Just finished reading Chuck Klosterman’s Eating The Dinosaur. Twice.
It’s not that the prose was so poetic that I had to roll it around my tongue a little longer. It’s not that the thoughts were so pithy that I had to cud-chew it another time to get it down. There was no necessary reason to start back on page one after running my nose through the index. (A good index, perhaps the only index ever where the film Dazed and Confused is followed by an entry for the indomitable dc Talk.) No real reason at all, expect that it sat there, bashful and forlorn, on the back of the toilet. And I was feeling lonely for old friends.

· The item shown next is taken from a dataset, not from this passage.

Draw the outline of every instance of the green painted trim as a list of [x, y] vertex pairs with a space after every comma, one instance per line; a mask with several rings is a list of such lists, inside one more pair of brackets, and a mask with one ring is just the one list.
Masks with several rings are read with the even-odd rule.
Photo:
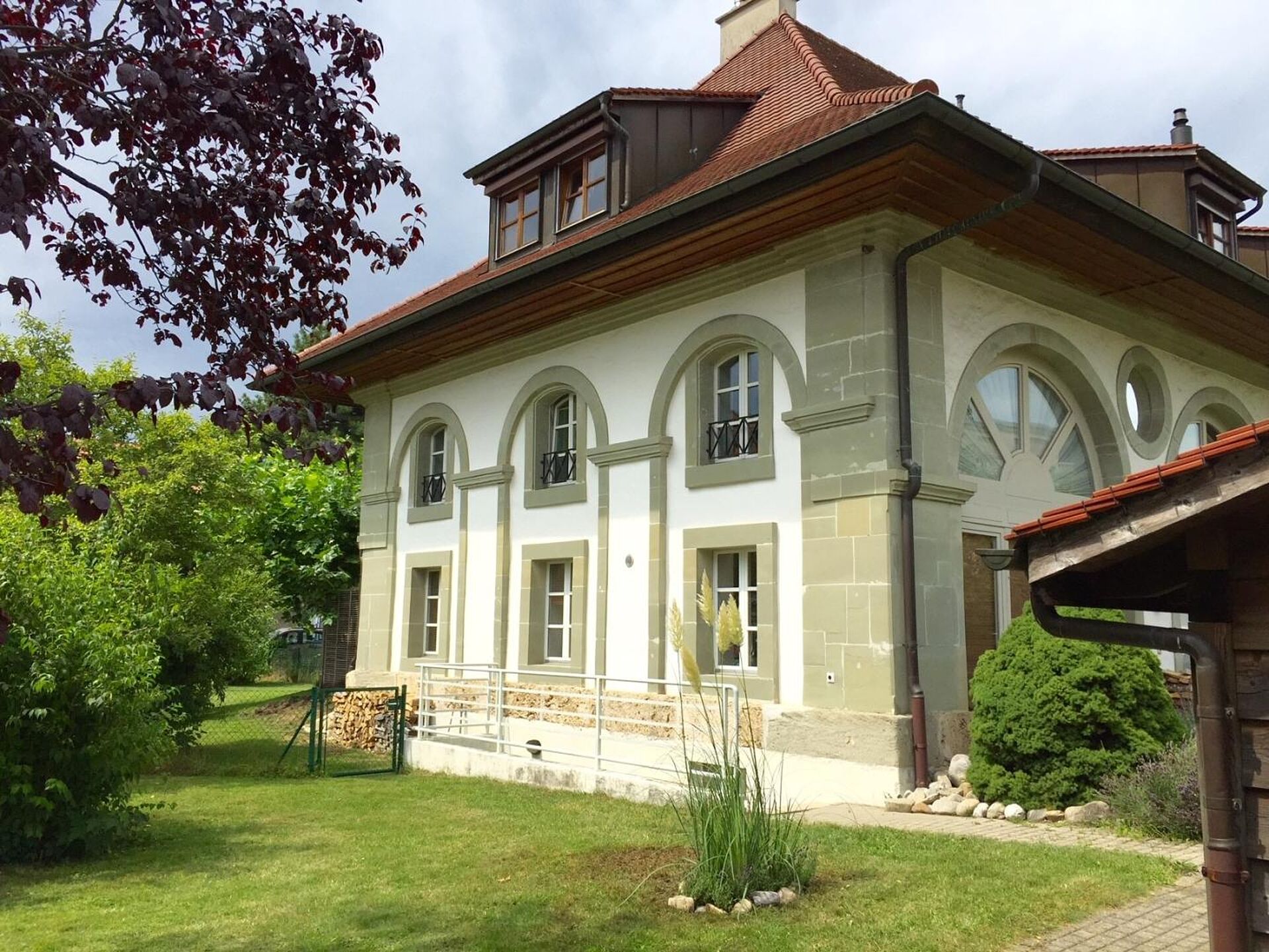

Klosterman and I go way back, having spent lots of quality time in both Akron and the Dakotas discussing the same records, reading the same magazines, and catching the same bands. This relationship would be much more interesting if we’d ever met. As far as I know, our circles never crossed, though there’s probably very few Kevin Bacon Degrees between us.
Despite these gaps of a few years and a few miles, I’m sure he would have fit right in, dueling with lubricated wits against my coterie of friendly savants. These were mighty men of great wisdom. Titans who once ruled over the whims of popular opinion, before the current age, before the Strokes heard Television and unleashed the Tyranny of the Hipster upon us all.
I miss those all-nighters in 24-hour diners analyzing the misheard mutterings of rockstars. Eating The Dinosaur could have been plucked from any of those conversations: Spinning theories going nowhere, but making the journey a more interesting place to be.